— Ты чего ищешь? — спрашиваю, пройдя третий.
— Лестницу, — отвечает. — А, вон она.
Пробираемся через задний двор к дому. Он ползет вверх по лестнице, тихо-тихо — можно подумать, в доме все еще живут. Я остаюсь внизу.
— Пошли, — говорит он. — Чего бояться? Ты ж уже большая девочка.
Нужно по-быстрому вытянуть из него все сведения — и хватит с меня оскорблений на сегодня. Я ползу за ним следом, держась за стену, а последние пару ступенек пробегаю, потому что в филимах именно они всегда обрушиваются. Из пустого оконного проема чьей-то спальни мы видим, как бритские патрули шагают двумя шеренгами по пустырю, некоторые спиной вперед.

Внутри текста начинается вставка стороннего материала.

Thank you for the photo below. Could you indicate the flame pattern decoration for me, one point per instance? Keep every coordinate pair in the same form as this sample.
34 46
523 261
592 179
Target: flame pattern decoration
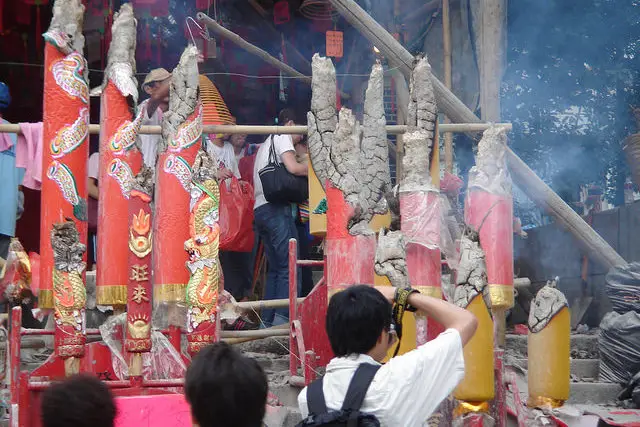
125 137
180 168
71 136
69 75
122 173
60 174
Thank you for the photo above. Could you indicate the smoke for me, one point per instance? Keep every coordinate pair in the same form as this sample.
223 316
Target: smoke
572 70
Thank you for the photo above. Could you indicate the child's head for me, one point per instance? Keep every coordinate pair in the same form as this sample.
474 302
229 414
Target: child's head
225 388
78 401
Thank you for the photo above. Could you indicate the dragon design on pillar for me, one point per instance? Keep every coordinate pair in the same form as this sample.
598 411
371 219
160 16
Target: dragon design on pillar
202 247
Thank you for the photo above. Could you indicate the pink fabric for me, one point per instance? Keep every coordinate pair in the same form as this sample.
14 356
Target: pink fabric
29 154
5 141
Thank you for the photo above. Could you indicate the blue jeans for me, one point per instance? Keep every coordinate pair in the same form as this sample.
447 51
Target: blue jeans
275 225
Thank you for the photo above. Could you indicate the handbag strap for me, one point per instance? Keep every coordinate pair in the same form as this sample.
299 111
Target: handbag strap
273 159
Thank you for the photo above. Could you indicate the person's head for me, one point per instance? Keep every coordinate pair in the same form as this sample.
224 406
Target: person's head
153 82
359 322
5 97
79 401
238 140
225 388
287 117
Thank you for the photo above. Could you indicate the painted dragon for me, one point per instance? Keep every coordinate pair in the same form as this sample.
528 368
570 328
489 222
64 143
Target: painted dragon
202 247
69 294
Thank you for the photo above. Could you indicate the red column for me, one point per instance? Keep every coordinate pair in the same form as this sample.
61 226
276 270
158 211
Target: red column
350 259
120 161
65 151
171 228
138 330
420 223
202 246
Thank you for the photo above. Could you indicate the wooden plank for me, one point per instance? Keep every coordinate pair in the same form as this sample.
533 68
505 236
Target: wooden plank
594 245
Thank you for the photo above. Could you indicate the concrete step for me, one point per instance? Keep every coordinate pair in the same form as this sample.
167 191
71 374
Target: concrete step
580 368
593 392
583 346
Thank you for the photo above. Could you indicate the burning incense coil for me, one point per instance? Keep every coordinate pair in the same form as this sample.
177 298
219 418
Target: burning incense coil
318 10
214 109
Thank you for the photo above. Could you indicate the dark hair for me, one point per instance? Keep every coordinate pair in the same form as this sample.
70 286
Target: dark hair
286 115
225 388
78 401
355 319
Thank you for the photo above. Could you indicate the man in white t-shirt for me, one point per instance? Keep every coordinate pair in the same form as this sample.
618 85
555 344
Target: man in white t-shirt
406 390
274 222
156 85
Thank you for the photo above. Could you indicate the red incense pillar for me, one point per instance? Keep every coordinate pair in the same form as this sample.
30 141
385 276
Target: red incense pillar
349 259
120 161
420 223
138 330
65 152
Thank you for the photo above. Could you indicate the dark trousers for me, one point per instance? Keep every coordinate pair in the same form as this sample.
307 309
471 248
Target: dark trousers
237 268
275 225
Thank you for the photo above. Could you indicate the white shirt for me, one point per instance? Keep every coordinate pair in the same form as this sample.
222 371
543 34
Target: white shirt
282 144
225 156
407 389
93 166
149 143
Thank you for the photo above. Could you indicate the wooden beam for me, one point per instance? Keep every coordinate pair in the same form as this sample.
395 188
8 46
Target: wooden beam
590 241
446 38
255 50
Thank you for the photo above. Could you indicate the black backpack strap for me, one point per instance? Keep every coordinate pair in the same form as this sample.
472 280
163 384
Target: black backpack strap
315 398
358 386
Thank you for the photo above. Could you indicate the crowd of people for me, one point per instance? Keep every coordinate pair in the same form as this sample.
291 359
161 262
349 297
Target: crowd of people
274 223
226 388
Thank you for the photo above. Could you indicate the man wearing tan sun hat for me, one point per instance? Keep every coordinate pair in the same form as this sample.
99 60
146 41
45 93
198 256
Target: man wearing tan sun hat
156 85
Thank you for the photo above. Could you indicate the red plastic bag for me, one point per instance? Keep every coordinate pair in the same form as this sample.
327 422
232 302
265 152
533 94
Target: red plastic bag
236 216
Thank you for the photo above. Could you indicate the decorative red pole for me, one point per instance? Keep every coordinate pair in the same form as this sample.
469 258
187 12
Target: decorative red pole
65 130
69 294
173 177
420 199
120 161
138 331
352 162
202 247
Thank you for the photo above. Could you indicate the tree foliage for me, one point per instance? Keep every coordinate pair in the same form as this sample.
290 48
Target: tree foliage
573 69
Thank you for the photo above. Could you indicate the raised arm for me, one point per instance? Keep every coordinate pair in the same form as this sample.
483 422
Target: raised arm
289 160
448 315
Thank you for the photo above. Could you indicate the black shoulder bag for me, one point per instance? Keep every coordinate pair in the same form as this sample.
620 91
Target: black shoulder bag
279 185
349 415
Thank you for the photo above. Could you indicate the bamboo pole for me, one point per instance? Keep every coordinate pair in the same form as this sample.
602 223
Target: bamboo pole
590 241
446 37
276 130
255 50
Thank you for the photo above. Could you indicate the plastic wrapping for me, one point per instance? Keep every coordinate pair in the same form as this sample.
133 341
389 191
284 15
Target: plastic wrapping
420 216
449 233
163 362
236 216
16 283
619 344
492 216
623 287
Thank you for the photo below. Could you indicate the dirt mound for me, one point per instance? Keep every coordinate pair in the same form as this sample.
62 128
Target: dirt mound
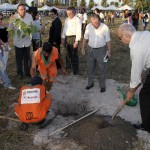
95 133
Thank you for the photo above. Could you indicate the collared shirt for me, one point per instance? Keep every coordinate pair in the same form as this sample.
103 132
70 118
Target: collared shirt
72 27
37 24
101 15
140 56
26 41
84 18
97 37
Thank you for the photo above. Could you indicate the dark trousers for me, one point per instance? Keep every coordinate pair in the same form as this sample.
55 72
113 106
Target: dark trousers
144 97
96 56
36 43
72 59
57 61
23 57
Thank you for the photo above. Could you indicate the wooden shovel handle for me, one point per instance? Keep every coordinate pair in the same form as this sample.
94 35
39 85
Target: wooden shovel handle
8 118
119 108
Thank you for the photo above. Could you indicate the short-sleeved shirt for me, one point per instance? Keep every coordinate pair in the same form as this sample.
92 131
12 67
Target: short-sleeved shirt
97 37
140 56
26 41
72 27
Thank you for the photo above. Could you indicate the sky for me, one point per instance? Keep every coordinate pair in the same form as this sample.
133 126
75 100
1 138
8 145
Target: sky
96 1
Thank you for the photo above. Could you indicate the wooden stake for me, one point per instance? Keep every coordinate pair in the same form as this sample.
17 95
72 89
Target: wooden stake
8 118
73 122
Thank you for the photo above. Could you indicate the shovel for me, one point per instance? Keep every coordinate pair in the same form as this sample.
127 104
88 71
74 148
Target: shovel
122 105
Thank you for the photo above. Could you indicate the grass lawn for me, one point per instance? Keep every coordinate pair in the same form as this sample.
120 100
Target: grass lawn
11 137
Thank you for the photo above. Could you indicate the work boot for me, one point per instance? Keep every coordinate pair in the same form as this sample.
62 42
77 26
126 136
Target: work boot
88 87
24 126
138 126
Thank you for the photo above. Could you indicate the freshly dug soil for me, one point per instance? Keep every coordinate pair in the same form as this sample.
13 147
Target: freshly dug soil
96 133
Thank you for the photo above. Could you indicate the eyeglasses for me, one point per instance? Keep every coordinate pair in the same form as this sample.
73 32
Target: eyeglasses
120 38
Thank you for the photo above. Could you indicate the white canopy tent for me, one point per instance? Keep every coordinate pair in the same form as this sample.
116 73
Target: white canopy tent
7 6
125 7
44 8
99 7
15 7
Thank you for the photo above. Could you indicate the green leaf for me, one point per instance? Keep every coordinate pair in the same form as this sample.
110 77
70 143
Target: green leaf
23 36
34 29
19 33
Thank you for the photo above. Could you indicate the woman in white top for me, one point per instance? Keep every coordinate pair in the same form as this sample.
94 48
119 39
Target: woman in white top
36 37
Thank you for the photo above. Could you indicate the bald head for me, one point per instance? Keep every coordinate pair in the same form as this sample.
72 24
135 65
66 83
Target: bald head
125 32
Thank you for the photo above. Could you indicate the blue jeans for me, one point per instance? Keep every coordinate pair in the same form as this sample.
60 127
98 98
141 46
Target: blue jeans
3 73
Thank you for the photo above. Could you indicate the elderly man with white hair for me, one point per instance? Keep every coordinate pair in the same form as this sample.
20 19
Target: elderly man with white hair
140 57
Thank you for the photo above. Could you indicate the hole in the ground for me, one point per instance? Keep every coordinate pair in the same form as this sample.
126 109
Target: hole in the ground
103 124
70 109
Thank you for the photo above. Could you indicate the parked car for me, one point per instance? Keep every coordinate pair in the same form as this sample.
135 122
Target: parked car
7 13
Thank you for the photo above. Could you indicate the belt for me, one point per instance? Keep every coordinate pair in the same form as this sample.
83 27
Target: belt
71 36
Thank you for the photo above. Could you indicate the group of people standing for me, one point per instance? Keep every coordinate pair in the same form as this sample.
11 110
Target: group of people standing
135 18
97 39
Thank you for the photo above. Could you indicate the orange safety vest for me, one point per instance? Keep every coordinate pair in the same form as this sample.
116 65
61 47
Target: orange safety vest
48 70
34 104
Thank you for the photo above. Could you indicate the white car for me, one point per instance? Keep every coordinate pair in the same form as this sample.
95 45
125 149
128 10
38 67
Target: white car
6 13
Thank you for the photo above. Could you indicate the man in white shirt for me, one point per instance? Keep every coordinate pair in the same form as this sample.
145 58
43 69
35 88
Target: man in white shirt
22 44
84 21
101 16
72 35
140 57
98 36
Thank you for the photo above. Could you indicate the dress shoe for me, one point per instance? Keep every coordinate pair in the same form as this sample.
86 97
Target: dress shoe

— Поскорее бы начались занятия в Святом Габриэле, да? — произношу.
— А то. Лучшая школа в мире, — говорит он.
Может, Пэдди просто меня дурит. Может, там есть театральный и музыкальный кружки, я там выучусь на блестящего актера, а еще петь и танцевать и, может, стану вторым Джоном Траволтой.
— На гандбольной площадке можно курить, учителя не ругаются, — продолжает он. — И уроки прогуливать можно сколько хочешь, никто и не заметит. А наш Та говорит — там можнохоть каждый день драться с протской школой, которая дальше по улице.
Пресвятая Богородица! Не буду я, пожалуй, больше ничего спрашивать про Святого Габриэля. Хочу домой, прямо сейчас.
Он поднимает с пола полиэтиленовый пакет.
— Клей, — смеется. — На гандбольной площадке и понюхать можно, если ты свой.
Я быстро отворачиваюсь, он роняет пакет.
— Ну давай поглядим, кто дальше бросит, — говорит он и идет к окну.
Кидает наружу свой крест — и сам едва не вылетает следом. Ему совсем не страшно. Мне бы так.
— Во, гляди, — показывает пальцем.
Прямо лопасти от вертолета.
— Круто, — говорю.
— Спорим, ты так не можешь. — Потирает он руки. Я швыряю свой крест, он падает на старую дорогу. Он смеется, бьет себя по ляжкам.
— Кидаешь, как девчонка, — заявляет.
Вот почему я в школе никогда не ходил на физкультуру.
Появляется военный патруль. Шлюхован вытаскивает из кармана свой второй крестик. Держит его, как ружье, наставляет на бриттов.
— Ложись! — гремит голос, и все солдаты падают на землю. Мы отпрыгиваем в разные стороны от окна, прижимаемся к стене.
— Порядок! — кричит кто-то из военных. — Просто мальчишки балуются.
Вот черт. Они, похоже, решили, это настоящее ружье. Шлюхован гогочет.
— Видал? Круто!
Мальчишки считают, что это смешно.
Мы украдкой выглядываем в окно, дожидаемся, пока патруль уйдет.
— Кто свой подберет последним, — козел, — говорит он, пихает меня к стене и несется вниз с такой скоростью, будто выпил три банки колы. Я бегу следом. Во дворе он поскальзывается, падает. Я подбегаю.